Recovering from the NoobCrypt Ransomware Attack and Preventing Future Infections
It is possible to recover from the NoobCrypt Ransomware infection by using the recovery key 'ZdZ8EcvP95ki6NWR2j,' which is hard-coded into the NoobCrypt Ransomware. Since this key is available, it is not necessary to pay the ransom to recover from the NoobCrypt Ransomware attack. In most situations, it may not be attainable to recover from attacks like the NoobCrypt Ransomware, since files encrypted using these algorithms will become inaccessible. Most importantly, even if the computer users pay the ransom, it is very common for the con artists to ignore the payment and refuse to help the victim to recover the encrypted files. Because of this, computer users should use preventive measures to ensure that the NoobCrypt Ransomware and similar threats do not enter a computer, and backup all files in case an encryption ransomware Trojan that does not have an easy recovery method like the NoobCrypt Ransomware infects their computers.
The Threat Contained on the NoobCrypt Ransomware’s Ransom Note
The following is the ransom note that has been linked to the NoobCrypt Ransomware attacks:
'Your personal files are encrypted!
Coded in R0MANIA
Your documents, photos, databases and other important files have been encrypted with strongest encryption and unique key, generated for this computer.
Private decryption key is stored on a secret Internet server and nobody can decrypt your files until you pay and obtain the private key.

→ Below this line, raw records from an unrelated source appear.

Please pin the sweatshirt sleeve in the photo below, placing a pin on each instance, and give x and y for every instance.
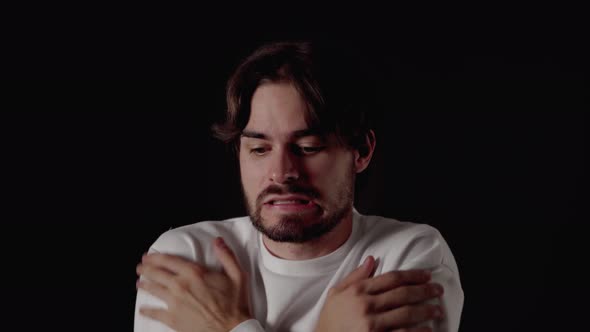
(430, 251)
(250, 325)
(171, 242)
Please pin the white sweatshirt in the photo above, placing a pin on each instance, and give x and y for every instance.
(288, 295)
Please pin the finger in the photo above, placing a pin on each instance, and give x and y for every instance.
(407, 316)
(155, 289)
(360, 273)
(175, 264)
(405, 295)
(155, 274)
(161, 315)
(395, 279)
(228, 260)
(415, 329)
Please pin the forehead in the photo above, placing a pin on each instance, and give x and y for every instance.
(277, 109)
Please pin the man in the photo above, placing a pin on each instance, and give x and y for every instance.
(304, 259)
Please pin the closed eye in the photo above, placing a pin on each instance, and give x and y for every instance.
(309, 150)
(258, 151)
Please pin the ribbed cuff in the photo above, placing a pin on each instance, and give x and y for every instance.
(250, 325)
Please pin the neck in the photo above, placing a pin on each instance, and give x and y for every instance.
(321, 246)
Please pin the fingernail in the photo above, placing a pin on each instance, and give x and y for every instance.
(438, 312)
(437, 289)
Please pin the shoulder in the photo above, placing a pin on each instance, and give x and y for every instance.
(194, 241)
(406, 244)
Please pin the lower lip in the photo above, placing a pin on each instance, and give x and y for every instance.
(295, 207)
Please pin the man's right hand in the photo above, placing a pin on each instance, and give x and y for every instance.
(390, 302)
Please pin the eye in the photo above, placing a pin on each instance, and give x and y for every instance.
(260, 151)
(310, 150)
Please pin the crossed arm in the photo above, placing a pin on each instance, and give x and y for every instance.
(394, 301)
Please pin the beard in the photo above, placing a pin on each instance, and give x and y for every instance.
(297, 228)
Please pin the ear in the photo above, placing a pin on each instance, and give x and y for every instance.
(363, 155)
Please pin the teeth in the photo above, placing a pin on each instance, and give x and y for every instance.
(289, 202)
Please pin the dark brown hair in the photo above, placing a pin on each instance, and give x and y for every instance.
(325, 75)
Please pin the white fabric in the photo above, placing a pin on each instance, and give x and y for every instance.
(288, 295)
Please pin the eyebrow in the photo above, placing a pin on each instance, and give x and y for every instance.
(296, 134)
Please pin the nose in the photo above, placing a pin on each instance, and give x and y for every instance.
(283, 168)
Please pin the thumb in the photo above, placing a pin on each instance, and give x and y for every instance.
(360, 273)
(228, 260)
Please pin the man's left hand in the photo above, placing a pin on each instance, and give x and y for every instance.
(197, 299)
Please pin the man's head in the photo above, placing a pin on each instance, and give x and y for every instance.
(302, 136)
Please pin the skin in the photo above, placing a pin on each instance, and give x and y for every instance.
(273, 156)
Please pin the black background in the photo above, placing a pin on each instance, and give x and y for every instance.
(482, 135)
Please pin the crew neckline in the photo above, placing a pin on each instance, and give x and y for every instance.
(309, 267)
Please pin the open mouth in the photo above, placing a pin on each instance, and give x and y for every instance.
(290, 202)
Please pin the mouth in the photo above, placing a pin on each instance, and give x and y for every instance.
(290, 204)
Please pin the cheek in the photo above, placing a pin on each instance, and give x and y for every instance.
(327, 170)
(251, 175)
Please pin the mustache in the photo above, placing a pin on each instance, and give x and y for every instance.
(285, 190)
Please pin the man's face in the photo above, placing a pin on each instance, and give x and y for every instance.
(298, 185)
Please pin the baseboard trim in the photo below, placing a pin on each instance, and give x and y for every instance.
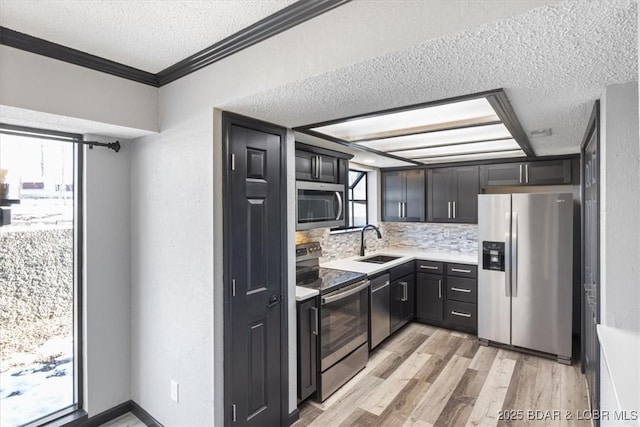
(144, 416)
(104, 417)
(294, 416)
(115, 412)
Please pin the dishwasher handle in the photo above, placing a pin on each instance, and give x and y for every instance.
(379, 288)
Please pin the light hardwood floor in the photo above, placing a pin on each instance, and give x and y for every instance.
(426, 376)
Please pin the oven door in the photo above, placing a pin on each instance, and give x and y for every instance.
(344, 322)
(319, 205)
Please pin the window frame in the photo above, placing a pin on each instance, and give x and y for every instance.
(76, 410)
(349, 194)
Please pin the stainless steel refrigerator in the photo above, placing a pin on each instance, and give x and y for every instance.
(525, 271)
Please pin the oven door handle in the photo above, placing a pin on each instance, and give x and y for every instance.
(339, 215)
(345, 294)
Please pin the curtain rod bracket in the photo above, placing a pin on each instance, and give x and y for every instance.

You have 48 hours to pay 250 NZD in Bitcoins to get the decryption key. Every 2 hours files will be deleted. Increasing in amount every time frame.

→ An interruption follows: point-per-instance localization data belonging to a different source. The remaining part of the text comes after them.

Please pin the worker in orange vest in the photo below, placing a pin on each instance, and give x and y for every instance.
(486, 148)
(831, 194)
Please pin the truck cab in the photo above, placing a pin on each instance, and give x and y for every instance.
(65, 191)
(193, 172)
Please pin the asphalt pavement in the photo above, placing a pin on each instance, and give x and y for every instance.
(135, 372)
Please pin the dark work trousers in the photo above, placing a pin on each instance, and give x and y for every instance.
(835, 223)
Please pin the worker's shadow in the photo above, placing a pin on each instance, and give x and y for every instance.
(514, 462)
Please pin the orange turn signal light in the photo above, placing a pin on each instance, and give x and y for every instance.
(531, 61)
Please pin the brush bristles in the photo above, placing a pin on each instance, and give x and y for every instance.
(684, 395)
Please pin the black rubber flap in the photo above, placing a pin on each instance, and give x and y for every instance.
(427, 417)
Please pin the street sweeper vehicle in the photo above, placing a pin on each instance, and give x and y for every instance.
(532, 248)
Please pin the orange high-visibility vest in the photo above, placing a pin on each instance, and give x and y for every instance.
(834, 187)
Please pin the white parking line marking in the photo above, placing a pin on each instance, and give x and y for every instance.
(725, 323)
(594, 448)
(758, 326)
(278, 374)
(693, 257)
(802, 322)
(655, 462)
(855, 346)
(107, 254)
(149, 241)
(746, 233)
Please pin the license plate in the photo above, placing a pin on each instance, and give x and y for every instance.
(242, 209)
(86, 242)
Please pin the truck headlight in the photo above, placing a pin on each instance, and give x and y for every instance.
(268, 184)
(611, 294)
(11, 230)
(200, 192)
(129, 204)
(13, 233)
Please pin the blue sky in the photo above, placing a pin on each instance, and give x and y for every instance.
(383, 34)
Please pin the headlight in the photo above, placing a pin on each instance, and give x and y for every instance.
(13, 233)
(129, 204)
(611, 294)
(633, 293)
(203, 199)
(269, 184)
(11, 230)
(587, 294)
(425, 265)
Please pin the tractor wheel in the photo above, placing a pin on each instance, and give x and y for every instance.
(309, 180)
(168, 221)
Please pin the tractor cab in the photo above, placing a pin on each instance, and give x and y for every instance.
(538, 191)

If you do not send money within provided timeframe you files will be permanently cryptic and no one will be able to recover them.
In order to pay use a phone of a laptop!'
These models of ransom notes are becoming increasingly common and, unlike the NoobCrypt Ransomware, there may not be any way to recover the encrypted files without access to the decryption key. The following are some preventive measures you can take to avoid becoming a victim of these infections:
- Backup all important files using an off-site memory device.
- Avoid opening email attachments and embedded links in unsolicited email messages.
- Use an anti-malware program that is fully up-to-date to protect your computer.